Face à cette surveillance et à la pression d’une opinion publique naissante, la justice était appelée à réprimer tous ceux qui revendiquaient leur liberté d’expression et défiaient la censure à laquelle les publications étaient assujetties. La Révolution met fin à ce régime et conçoit la presse, pendant la courte période d’effervescence révolutionnaire, comme un instrument nécessaire au contrôle démocratique des pouvoirs exécutif, législatif et judiciaire. Les régimes, pour l’essentiel autoritaires, qui se succèdent ensuite jusqu’à la IIIe République, lui ont refusé ce rôle. Et l’ont soumise à une tutelle du gouvernement d’intensité variable — très stricte dans les périodes de repli conservateur, plus légère dans leurs phases de libéralisation —, mais ne laissant aux journaux qu’une liberté de critique de portée limitée.

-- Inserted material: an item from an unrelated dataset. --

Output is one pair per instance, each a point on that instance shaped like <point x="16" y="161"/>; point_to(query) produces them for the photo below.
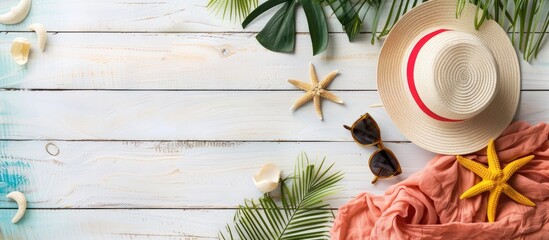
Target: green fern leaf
<point x="301" y="212"/>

Sous la IIIe République,  la presse a pu pleinement établir son pouvoir de surveillance démocratique sur la justice

Ce n’est qu’avec la IIIe République, et la construction d’une démocratie libérale, que la presse a pu pleinement établir son pouvoir de surveillance démocratique sur la justice. Cette plus forte exigence de transparence contribue au redressement de graves erreurs judiciaires, basculement qu’illustre l’affaire Dreyfus. Parallèlement, la presse est progressivement sortie de cette fonction censoriale, exercée principalement à l’occasion du procès pour se lancer dans des activités d’enquête et d’investigation de plus en plus ambitieuses.

Une justice sous surveillance médiatique à l’intensité grandissante

Après la Révolution, le traitement médiatique des affaires judiciaires a commencé par s’effectuer aux prismes de la chronique judiciaire, de la rubrique des faits divers et de la littérature. Suscitant depuis la création des premières brochures d’information un vif intérêt du public, les crimes et les procès représentent des sujets de prédilection des journaux, dont le traitement a d’abord relevé de deux rubriques spécialisées.

Rendue possible par la publicité des audiences, la chronique judiciaire émerge au début du XIXe siècle. Elle fait du procès la seule arène dans laquelle tous les protagonistes d’une affaire déploient leurs de stratégies de communication sous le regard du public. Laissant de côté la découverte des crimes et leur instruction, elle est exclusivement consacrée aux procès criminels et correctionnels, dont les journalistes retranscrivent fidèlement les débats d’audience. Conçus de façon théâtrale dans le cadre d’un véritable rituel judiciaire (1) , ces débats leur permettent, tout en respectant les exigences d’objectivité, de produire des récits intenses et captivants en les centrant sur les moments les plus sensibles, émouvants ou dramatiques.

À partir des années 1830, se différencie la rubrique des faits divers

À partir des années 1830, se différencie la rubrique des faits divers, qui accorde une place grandissante aux crimes et aux enquêtes policières. Moins contrainte que celle du procès dont le rituel met en jeu l’autorité de la justice, leur présentation est très marquée par la recherche d’un sensationnalisme. Cela permet aux journaux dans leur concurrence pour le contrôle du marché, d’accroître leur lectorat. Les dessins de presse et les caricatures, seules images longtemps disponibles dont sont assortis les articles, confèrent un réalisme propre à frapper les imaginations.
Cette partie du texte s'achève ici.